This blogpost will specifically cover cross joins and how they can lead to slow queries. Cross joins also known as a Cartesian Product joins all rows of each table together. The wikipedia page on a Cartesian Product has a good visual of what that would be mean.

Cartesian_Product

Lets say you had a table A that has rows x, y, z and another table B that has rows 1, 2, 3. A cross join would mean row x from table A would join with rows 1, 2, and 3 from table B and row y from table A would join with rows 1, 2, 3 from table B, etc. The squares in the visual above can be thought of as the number of resulting rows.

This causes the number of rows in your resulting table to be equal to the number of rows in Table A * number of rows in Table B. In the example above 3 X 3.

If you are working on tables with a large number of rows this can cause your queries to slow down significantly because the result set is so large.

Here is an example of when a cross join maybe be used in a small dataset

Lets say we have a LOGTIMES table and TIMECODES table

logtimes_table

timecodes_table

And we want all the timecodes in logtimes by their name instead of by id for employee id = 1.

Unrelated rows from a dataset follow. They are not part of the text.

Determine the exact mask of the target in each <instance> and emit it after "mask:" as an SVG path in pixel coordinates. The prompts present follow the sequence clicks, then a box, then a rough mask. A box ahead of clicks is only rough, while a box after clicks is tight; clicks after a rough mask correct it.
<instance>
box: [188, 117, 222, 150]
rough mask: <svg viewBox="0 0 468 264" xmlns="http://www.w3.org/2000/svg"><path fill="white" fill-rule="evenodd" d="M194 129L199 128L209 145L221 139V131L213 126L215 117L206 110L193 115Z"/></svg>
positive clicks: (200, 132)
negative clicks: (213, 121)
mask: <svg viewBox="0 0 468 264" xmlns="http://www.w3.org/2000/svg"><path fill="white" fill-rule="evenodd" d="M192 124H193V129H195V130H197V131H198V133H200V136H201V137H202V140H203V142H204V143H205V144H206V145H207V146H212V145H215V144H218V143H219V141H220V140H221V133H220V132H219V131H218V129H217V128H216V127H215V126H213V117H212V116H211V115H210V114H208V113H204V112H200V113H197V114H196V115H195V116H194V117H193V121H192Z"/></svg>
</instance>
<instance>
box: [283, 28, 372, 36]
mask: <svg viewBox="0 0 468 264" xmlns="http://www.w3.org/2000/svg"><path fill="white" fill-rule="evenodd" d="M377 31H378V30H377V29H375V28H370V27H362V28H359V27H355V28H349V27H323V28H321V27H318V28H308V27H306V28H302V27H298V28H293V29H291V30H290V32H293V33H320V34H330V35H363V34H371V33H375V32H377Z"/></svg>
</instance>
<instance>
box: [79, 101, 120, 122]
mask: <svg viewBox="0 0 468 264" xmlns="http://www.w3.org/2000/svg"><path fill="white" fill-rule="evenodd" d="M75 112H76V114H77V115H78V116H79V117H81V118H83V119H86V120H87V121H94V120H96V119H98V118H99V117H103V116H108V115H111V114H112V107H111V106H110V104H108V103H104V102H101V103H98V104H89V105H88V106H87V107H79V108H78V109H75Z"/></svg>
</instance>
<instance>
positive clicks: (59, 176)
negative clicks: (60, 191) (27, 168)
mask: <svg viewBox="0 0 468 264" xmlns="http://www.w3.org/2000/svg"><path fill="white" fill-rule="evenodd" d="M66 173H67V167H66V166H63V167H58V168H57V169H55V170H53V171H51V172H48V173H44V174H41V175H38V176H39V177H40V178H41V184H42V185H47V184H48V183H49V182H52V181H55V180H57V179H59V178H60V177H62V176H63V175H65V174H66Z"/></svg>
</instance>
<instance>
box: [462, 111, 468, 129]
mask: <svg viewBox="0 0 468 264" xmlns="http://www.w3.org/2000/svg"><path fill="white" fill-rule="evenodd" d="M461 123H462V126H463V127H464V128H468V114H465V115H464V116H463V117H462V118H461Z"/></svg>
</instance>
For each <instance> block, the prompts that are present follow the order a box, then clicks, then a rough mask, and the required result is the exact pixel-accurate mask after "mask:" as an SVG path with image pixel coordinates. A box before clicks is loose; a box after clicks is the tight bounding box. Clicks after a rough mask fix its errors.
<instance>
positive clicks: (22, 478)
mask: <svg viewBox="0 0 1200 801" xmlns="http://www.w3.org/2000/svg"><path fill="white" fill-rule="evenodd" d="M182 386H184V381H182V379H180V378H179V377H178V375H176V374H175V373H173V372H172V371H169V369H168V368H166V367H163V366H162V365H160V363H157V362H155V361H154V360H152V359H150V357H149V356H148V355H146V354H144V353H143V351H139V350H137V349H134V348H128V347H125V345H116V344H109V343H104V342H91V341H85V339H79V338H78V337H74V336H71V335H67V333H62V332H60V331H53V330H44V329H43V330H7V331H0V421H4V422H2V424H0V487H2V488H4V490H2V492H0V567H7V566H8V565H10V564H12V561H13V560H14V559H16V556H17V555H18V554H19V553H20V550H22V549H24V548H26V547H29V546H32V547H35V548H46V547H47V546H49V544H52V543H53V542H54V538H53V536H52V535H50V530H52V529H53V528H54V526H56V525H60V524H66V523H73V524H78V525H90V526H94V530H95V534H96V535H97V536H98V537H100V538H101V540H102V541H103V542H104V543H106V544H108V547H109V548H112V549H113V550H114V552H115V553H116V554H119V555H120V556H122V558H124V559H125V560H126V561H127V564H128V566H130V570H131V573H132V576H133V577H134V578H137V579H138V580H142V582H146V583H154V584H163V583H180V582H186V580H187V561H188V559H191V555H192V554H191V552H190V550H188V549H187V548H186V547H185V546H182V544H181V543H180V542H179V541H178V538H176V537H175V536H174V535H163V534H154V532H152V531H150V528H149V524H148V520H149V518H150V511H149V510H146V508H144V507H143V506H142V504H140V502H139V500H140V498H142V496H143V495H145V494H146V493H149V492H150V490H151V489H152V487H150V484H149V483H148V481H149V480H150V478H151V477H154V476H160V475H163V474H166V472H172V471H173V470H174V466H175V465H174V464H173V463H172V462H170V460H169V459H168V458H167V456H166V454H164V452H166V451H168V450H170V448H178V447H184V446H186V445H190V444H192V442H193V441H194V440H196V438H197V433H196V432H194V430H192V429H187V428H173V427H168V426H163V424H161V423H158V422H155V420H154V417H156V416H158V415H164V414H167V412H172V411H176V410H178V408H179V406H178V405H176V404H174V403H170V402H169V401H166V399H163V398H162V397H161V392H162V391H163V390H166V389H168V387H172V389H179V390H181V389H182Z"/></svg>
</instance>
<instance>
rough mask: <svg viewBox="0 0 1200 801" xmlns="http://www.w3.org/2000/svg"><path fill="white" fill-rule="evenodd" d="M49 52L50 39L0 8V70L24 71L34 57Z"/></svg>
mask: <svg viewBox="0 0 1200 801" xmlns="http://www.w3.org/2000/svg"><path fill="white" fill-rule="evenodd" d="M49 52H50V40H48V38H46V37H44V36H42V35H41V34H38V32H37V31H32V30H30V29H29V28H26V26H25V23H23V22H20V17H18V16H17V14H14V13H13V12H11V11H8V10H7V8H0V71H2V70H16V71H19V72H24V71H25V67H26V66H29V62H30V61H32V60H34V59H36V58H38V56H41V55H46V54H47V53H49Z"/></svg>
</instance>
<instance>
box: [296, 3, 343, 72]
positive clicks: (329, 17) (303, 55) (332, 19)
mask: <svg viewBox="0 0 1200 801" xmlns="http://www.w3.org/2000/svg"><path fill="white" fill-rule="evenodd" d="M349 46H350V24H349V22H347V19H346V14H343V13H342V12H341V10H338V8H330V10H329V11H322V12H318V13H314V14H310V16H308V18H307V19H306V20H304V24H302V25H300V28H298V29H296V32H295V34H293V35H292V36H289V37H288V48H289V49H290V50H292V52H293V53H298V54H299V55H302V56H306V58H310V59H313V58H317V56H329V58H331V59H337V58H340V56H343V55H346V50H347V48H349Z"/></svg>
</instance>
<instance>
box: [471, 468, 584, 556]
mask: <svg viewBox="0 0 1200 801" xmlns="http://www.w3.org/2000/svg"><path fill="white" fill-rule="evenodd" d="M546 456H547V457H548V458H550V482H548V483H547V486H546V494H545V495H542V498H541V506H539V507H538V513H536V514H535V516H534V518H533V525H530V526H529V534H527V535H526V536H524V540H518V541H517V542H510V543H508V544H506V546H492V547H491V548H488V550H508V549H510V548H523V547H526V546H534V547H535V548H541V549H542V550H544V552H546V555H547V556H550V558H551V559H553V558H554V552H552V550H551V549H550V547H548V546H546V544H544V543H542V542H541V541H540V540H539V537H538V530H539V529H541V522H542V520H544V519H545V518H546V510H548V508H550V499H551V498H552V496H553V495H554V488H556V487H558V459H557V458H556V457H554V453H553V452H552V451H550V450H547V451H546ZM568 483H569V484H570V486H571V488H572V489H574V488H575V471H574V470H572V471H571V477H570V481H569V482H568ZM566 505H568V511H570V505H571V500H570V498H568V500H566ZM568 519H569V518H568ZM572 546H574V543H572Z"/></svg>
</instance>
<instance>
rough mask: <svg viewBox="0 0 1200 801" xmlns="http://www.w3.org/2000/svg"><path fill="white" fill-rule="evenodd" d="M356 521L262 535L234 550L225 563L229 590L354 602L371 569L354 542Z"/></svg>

Here’s one way to solve it with a cross join

SELECT LogTimesTimecodes.* FROM (
  SELECT lt.id, lt.emp_id, lt.date, lt.hours_worked, t.timecode 
  FROM LOGTIMES lt FULL JOIN TIMECODES t on lt.timecode_id = t.id 
  WHERE lt.id IS NOT NULL) as LogTimesTimecodes 
WHERE LogTimesTimecodes.emp_id = 1

This query is taking the two tables LOGTIMES (lt) and TIMECODES (t) and matching each row where LOGTIMES timecode_id column equals TIMECODES id column. And it is throwing out all rows where LOGTIMES id value is NULL. This query results in another table called LogTimesTimecodes and I filter this table to only include rows that have an employee id = 1.

The resulting table will be this

table_after_cross_join

Here is another way to write the same query and this way uses an inner join

SELECT LogTimesTimecodes.* FROM (
  SELECT lt.id, lt.emp_id, lt.date,
  lt.hours_worked, t.timecode
  FROM LOGTIMES lt INNER JOIN TIMECODES t on
  lt.timecode_id=t.id)
  as LogTimesTimecodes
WHERE LogTimesTimecodes.id=1
 )

This will produce the same table

table_after_cross_join

Although my database is not that large the more efficent way to run this query would be the second way (the INNER JOIN). This is because the cross join initially produced a table with 5 rows (if no join clause was specified 9 rows would be the result table) and then was filtered down to ignore the NULL values. The second query creates a table with a smaller amount of rows because only the rows that have matching id values are stitched together. The key difference between the 2 queries is the subquery

  SELECT lt.id, lt.emp_id, lt.date, lt.hours_worked, t.timecode 
  FROM LOGTIMES lt FULL JOIN TIMECODES t on lt.timecode_id = t.id 
  WHERE lt.id IS NOT NULL) as LogTimesTimecodes 

and

  SELECT lt.id, lt.emp_id, lt.date,
  lt.hours_worked, t.timecode
  FROM LOGTIMES lt INNER JOIN TIMECODES t on
  lt.timecode_id=t.id)
  as LogTimesTimecodes

Without the WHERE clause the first query would produce a total of 5 rows which is then filtered down and a table (LogTimesTimecodes) is returned. Where as the second query will only populate the new table formed (LogTimesTimecodes) if the id field from LOGTIMES equals the id field from TIMECODES. When translating this to a large database the cross join query could take a very long time to run depending on the tables sizes.